I know that find_each
has been designed to consume smaller memory than each
.
I found some code that other people wrote long ago. and I think that it's wrong.
Think about this codes.
users = User.where(:active => false) # What this line does actually? Nothing?
users.find_each do |user|
# update or do something..
user.update(:do_something => "yes")
end
in this case, It will store all user objects to the users
variable. so we already populated the full amount of memory space. There is no point using find_each later on.
Am I correct?
so in other words, If you want to use find_each
, you always need to use it with ActiveRecord::Relation object. Like this.
User.where(:active => false).find_each do |user|
# do something...
end
What do you think guys?
Update
in users = User.where(:active => false)
line,
Some developer insists that rails never execute query unless we don't do anything with that variable. What if we have a class with initialize method that has query?
class Test
def initialize
@users = User.where(:active => true)
end
def do_something
@user.find_each do |user|
# do something really..
end
end
end
If we call Test.new
, what would happen? Nothing will happen?
CodePudding user response:
users = User.where(:active => false)
doesn't run a query against the database and it doesn't return an array with all inactive users. Instead, where
returns an ActiveRecord::Relation
. Such a relation basically describes a database query that hasn't run yet. The defined query is only run against the database when the actual records are needed. This happens for example when you run one of the following methods on that relation: find
, to_a
, count
, each
, and many others.
That means the change you did isn't a huge improvement, because it doesn't change went and how the database is queried.

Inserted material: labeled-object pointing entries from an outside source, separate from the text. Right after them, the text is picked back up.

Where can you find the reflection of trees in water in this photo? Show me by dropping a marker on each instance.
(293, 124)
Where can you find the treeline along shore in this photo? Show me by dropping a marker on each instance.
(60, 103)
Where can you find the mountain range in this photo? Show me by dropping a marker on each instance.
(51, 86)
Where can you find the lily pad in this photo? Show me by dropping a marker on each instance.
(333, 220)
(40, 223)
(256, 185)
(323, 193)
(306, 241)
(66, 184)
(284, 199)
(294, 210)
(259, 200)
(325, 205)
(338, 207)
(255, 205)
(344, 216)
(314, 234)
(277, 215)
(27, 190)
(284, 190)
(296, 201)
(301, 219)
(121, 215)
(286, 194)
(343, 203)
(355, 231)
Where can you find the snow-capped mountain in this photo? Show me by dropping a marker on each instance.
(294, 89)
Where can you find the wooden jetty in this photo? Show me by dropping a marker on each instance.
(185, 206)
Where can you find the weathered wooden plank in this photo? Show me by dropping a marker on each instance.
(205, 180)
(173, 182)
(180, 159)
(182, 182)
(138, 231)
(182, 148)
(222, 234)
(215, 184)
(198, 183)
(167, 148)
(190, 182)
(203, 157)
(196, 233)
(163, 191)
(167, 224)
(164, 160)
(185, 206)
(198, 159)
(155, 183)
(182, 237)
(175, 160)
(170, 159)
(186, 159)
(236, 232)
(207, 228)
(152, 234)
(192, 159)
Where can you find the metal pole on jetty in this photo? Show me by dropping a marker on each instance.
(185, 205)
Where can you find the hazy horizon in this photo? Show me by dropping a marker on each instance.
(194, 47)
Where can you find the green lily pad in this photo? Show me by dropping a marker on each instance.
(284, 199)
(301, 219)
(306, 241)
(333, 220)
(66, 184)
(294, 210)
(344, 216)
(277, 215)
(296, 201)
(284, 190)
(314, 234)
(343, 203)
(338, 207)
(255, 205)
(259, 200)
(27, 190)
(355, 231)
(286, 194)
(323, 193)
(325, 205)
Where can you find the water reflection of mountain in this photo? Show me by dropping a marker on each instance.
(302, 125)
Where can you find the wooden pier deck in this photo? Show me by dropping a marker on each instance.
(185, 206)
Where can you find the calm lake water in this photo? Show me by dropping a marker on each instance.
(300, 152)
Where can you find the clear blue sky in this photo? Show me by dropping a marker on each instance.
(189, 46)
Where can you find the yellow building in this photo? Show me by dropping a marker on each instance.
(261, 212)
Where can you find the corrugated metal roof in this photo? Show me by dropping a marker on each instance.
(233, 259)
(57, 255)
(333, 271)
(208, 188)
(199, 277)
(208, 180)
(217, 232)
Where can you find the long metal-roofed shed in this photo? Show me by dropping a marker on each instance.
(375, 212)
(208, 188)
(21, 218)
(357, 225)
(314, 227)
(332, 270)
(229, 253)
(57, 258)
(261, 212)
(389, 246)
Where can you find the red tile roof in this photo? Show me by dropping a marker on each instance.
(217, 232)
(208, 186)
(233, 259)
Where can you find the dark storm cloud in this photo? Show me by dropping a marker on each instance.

But IMHO that your code is still slightly better because when you do not plan to reuse the relation then why assign it to a variable in the first place.
CodePudding user response:
users = User.where(:active => false)
users.find_each do |user|
User.where(:active => false).find_each do |user|
Those do the same thing.
The only difference is the first one stores the ActiveRecord::Relation object in users
before calling #find_each
on it.
This isn't a Rails thing, it applies to all of Ruby. It's method chaining common to most object-oriented languages.
array = Call.some_method
array.map { |item| do_something(item) }
Call.some_method.map { |item| do_something(item) }
Again, same thing. The only difference is in the first the intermediate array
will persist, whereas in the second the array will be built and then eventually deallocated.
If we call Test.new, what would happen? Nothing will happen?
Exactly. Rails will make an ActiveRecord::Relation and it will defer actually contacting the database until you actually do a query.
This lets you chain queries together.
@users = User.where(active: false).order(name: :desc)
Later you can add more constraints.
@users.where(favorite_color: :green).find_each do |user|
...
end
No query is made until find_each
is called.
find_each
is special in that it works in batches to avoid consuming too much memory on large tables.
A common mistake is to write this:
User.where(:active => false).each do |user|
Or worse:
User.all.each do |user|
Calling each
on an ActiveRecord::Relation will pull all the results into memory before iterating. This is bad for large tables.
find_each
will load the results in batches of 1000 to avoid using too much memory. It hides this batching from you.
There are other methods which work in batches, see ActiveRecord::Batches.
For more see the Rails Style Guide and use rubocop-rails to scan your code for issues and make suggestions and corrections.